Hey @guest.r
Great shader. I’ve been playing around with the down sampling. Some observations:
You’re using a 3 by 3 kernel somewhat similar to a gaussian to “pre-sample” i.e. blur the input in linearize.slang. The size of this kernel over the source image is controlled by the downsample_level params, but the colors weighted by the kernel here are nearest neighbor samples not linear right? So really you’re just kind of making the blur skip information, if I’m understanding the code correctly. Maybe better would be to increase the kernel size to “catch” more pixels as downsample level increases? Also might make sense to make downsample_level params move in increments of 1.0.
EDIT: Apparently, I must have misunderstood the code. Non integer values of downsample_level do indeed affect the blur.
Also, when downscaling 480p to 240p, I couldn’t get things to look quite the same as a photo of a BVM using hardware downscaler. The shader seems to be averaging every 2 lines, but the wrong two lines. Look at the first and third line of the green “1” from the top:
A review of the hardware downscaler used (http://retrogaming.hazard-city.de/mimo.html) writes about a different unit that required vertical shift tweaking to achieve the correct result:
The Benchmark to meet is an Emotia setup tweaked using an Extron interface with vertical shift function (see the two pics above). If set to 240p output, the Emotia will average two adjacent lines of the 480p source signal into one line. On a direct feed the Emotia begins with line 2 and merges it with line 3. The result will be a nice looking progressive 240p signal, but it will not offer perfect sharpness and won’t look 100% like the PCB. For perfect results, the incoming signal has to shifted by one line (up or down). Some games (like Cave’s XBox360 titles) have internal controls to do this and so does MAME. Overall it’s still easier to use an Extron interface to do this. The following two screenshots show the difference. Standard alignment on the left, tweaked alignment on the right (easy to see on the big “1” on the top left, which is originally three pixels high, but spread over four lines without the alignment adjustment)

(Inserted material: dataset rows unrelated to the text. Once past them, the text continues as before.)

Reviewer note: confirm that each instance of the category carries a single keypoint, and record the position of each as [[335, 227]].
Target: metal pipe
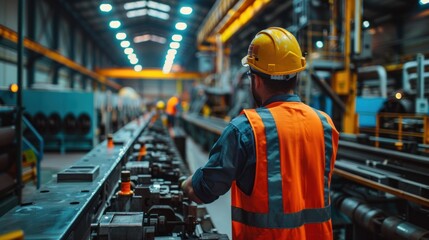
[[357, 46], [20, 71], [382, 76], [327, 89], [420, 78], [406, 76], [404, 195]]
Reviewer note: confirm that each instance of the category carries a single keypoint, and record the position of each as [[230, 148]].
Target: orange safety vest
[[296, 148], [171, 108]]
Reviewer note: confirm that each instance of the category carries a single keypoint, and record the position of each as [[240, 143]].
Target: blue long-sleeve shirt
[[231, 158]]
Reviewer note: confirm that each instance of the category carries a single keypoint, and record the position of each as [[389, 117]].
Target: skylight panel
[[134, 5], [158, 6], [158, 14], [136, 13]]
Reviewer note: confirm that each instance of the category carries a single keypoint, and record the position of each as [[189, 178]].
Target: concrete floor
[[220, 210]]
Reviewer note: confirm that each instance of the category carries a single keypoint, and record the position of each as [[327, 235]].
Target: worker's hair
[[280, 85]]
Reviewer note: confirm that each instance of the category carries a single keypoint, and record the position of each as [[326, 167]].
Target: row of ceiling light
[[155, 9], [175, 43]]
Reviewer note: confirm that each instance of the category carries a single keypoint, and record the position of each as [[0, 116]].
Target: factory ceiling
[[148, 27]]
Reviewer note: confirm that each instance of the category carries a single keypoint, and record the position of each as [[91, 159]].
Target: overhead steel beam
[[227, 17], [128, 73], [12, 36]]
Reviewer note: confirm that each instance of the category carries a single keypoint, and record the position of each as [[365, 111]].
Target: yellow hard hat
[[275, 51], [160, 104]]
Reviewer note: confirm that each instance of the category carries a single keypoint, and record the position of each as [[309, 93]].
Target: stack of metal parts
[[380, 194], [125, 188]]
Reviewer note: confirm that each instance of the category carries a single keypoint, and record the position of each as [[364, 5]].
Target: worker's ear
[[258, 81]]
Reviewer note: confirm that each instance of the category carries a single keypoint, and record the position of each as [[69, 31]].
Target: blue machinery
[[127, 187], [66, 120]]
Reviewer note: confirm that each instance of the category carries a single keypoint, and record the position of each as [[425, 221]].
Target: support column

EDIT: Giving this a little more thought, I don’t think it makes sense. Offsetting by one either way would make line 1 or 3 less green, but in the photo it looks as though both are more green, so maybe it’s a different issue altogether.
Nevertheless, maybe an offsetting feature would be valuable anyway. Do you think it belongs in the shader? I’ve already made a small adjustment to the masks (I added a reversed mask 8 for BGR displays as mask 9), and I’m thinking this sort of thing either belongs in the linearize pass or the main shader. Or, maybe this should be a core / front end feature instead? I think some cores’ overscan features work like this already, so maybe it shouldn’t be a shader feature.